I am constantly discovering (and sometimes envying) the genius of others, but in this article, I bow to these amazing research projects that work to protect elephants and rhinos against the ivory trade. I've shared my favorites with you because y'all need to know about these too.
1. Rhino Rescue Project
This project blows my mind. Rhino Rescue Project, which many of you know as the project that dies rhino tusks pink, was started in South Africa in 2010. RRP is the result of a desire to be proactive and protect a member of the Big 5, the rhino, which is under threat of disappearing this year. Their idea? Devalue the horn!
"Our mission is to offer a sustainable, cost-effective defense strategy to protect rhinos in South Africa and elsewhere from poaching," the project's website states. "We believe that the only way to save the rhino is to devalue their horns from the consumer perspective."
And so, rhino horns have been injected with ectoparasitides (a chemical to control parasitic populations without harming the animal injected). Because the chemicals are not safe for human ingestion, this deters the use of rhino horn for medicinal purposes, the main reason rhinos are poached.
Genius? I think so!
2. Tracking Ivory Tusks
This project was done by National Geographic and is an amazing piece of espionage. The publication wanted to find out the average route of a tusk from poachers to the Asian market, so they created fake tusks with hidden GPS trackers, placing them in known poacher territory in the Central African Republic (CAR).
They found that the tusks are often brought across several African borders to states with lax trade laws and enforcement. National Geographic was also able to track the rise in ivory sales as the tusks change hands on their way to Asia.
From their findings, tusks increase in price from $66 when sold to transporters to over $4,000 when they reach Asian markets. While I definitely don't have a budget to sustain this scale of research, I am pleased National Geographic is dedicated to creating a deeper understanding of the illegal ivory trade.
3. Elephants for Africa
This organization is the creation of Dr. Kate Evans, a British biologist based in Botswana. The unique approach of Elephants for Africa focuses on human-elephant conflict, the problem that started poaching.
By observing bulls, this team of researchers is able to better understand the behavior patterns that contribute to negative confrontations with humans, which then are turned into educational experiences. By educating and employing community members and children in Botswana, Elephants for Africa has created a more personal connection with the wildlife and has instilled a pride in Botswana's environment.

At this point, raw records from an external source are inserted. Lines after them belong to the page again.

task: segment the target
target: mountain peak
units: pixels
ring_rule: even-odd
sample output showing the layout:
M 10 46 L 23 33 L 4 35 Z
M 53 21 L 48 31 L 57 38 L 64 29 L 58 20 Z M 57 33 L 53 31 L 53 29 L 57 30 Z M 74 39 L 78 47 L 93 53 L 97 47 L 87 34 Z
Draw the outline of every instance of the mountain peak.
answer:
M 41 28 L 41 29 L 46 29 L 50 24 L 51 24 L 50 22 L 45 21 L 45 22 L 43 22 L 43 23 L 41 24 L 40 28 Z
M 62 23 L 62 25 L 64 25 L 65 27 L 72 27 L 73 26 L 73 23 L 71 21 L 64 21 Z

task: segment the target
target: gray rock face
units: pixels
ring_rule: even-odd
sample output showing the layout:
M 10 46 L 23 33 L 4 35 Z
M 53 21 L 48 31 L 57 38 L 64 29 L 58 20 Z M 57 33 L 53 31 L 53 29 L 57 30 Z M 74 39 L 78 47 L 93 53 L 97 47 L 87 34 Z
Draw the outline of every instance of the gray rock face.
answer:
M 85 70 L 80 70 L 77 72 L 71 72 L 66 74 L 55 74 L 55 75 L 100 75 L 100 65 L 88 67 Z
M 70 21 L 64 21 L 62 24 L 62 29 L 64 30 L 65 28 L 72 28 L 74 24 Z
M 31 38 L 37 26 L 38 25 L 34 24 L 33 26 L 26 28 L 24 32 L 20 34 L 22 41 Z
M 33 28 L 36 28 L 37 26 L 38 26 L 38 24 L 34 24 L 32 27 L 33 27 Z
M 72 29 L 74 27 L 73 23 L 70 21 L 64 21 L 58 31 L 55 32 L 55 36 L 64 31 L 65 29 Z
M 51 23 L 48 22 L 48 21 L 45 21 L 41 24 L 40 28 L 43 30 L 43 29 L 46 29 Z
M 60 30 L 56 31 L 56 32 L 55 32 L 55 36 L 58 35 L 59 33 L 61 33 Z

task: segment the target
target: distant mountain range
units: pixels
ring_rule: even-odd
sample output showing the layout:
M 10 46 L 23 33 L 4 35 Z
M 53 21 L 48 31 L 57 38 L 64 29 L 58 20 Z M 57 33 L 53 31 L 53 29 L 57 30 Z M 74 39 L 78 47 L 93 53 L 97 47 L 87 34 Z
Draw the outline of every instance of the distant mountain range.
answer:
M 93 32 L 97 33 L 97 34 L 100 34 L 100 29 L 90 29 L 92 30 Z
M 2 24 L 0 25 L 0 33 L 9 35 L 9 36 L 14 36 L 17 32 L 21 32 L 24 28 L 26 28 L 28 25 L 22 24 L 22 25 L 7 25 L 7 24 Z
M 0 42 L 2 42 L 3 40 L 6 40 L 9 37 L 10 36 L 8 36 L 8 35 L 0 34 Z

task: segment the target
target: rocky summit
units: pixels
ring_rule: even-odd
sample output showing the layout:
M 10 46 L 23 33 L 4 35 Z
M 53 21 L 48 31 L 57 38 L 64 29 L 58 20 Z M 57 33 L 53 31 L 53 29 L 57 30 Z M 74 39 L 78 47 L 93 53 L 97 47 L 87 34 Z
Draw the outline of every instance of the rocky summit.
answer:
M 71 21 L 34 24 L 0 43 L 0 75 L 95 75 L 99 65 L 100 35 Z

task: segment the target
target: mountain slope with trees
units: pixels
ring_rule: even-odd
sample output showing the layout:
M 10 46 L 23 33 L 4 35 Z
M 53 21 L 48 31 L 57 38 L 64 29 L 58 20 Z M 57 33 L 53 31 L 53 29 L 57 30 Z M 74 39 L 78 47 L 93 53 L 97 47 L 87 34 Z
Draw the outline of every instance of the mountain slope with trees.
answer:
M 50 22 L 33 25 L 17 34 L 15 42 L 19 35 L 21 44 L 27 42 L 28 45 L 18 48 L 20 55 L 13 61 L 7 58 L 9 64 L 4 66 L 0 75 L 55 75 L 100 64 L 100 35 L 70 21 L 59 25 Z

4. Finding Poaching Hotspots
I discovered a study released by Samuel K. Wasser (and others) from the University of Washington. This study pinpointed hotspots for ivory seizures to help understand the areas in Africa elephants are in the most danger.
"Here we use DNA-based methods to assign populations of origin to African elephant ivory from 28 large seizures made across Africa and Asia from 1996 to 2014," the researchers wrote in their paper, published in June 2015. "Identifying the number and location of Africa's major poaching hotspots may assist efforts to end poaching and facilitate recovery of elephant populations."
By doing this research we know specific areas of Africa where elephants are in the most danger. Not only this, we can identify what nations have more lax trading laws that allow tusks to be imported or exported with little difficulty. Now that we have this information, targeting poaching rings can be a more successful process.
5. Population Control
Another issue facing elephants is the concentrated populations of herds in local areas. Because humans are increasingly taking over the continent, elephants have less room to roam, so they restrict their movements to smaller areas. In recent years researchers have developed an immunocontraceptive to help control elephant populations by preventing cows from getting pregnant.
I'll admit, I have mixed feelings about this. On the one hand, I would rather elephants not get pregnant than get pregnant and be shot for becoming too numerous. On the other hand, the idea that there might be less baby elephants in the world makes me sad, especially since elephants reproduce at slower rates than most animals (not surprising, considering elephant babies are considerably larger than other mammals).
But regardless of my personal feelings, I applaud the work that's been done to protect elephants from becoming targets of the government, or of farmers, who grow uncomfortable with large herds living next door. So ultimately, I am grateful for this more gentle approach to avoiding human-elephant conflict.
So there you have it, 5 great projects that have made a difference in saving a keystone species in Africa. While my own research project may not be as flashy, I'm proud that I can spread the word about the work others are doing to save elephants.
Kerry Skiff is a conservation advocate and recent journalism graduate of Northern Kentucky University. She follows the ivory trade around the world, and uses her voice to educate Americans about their role in animal conservation.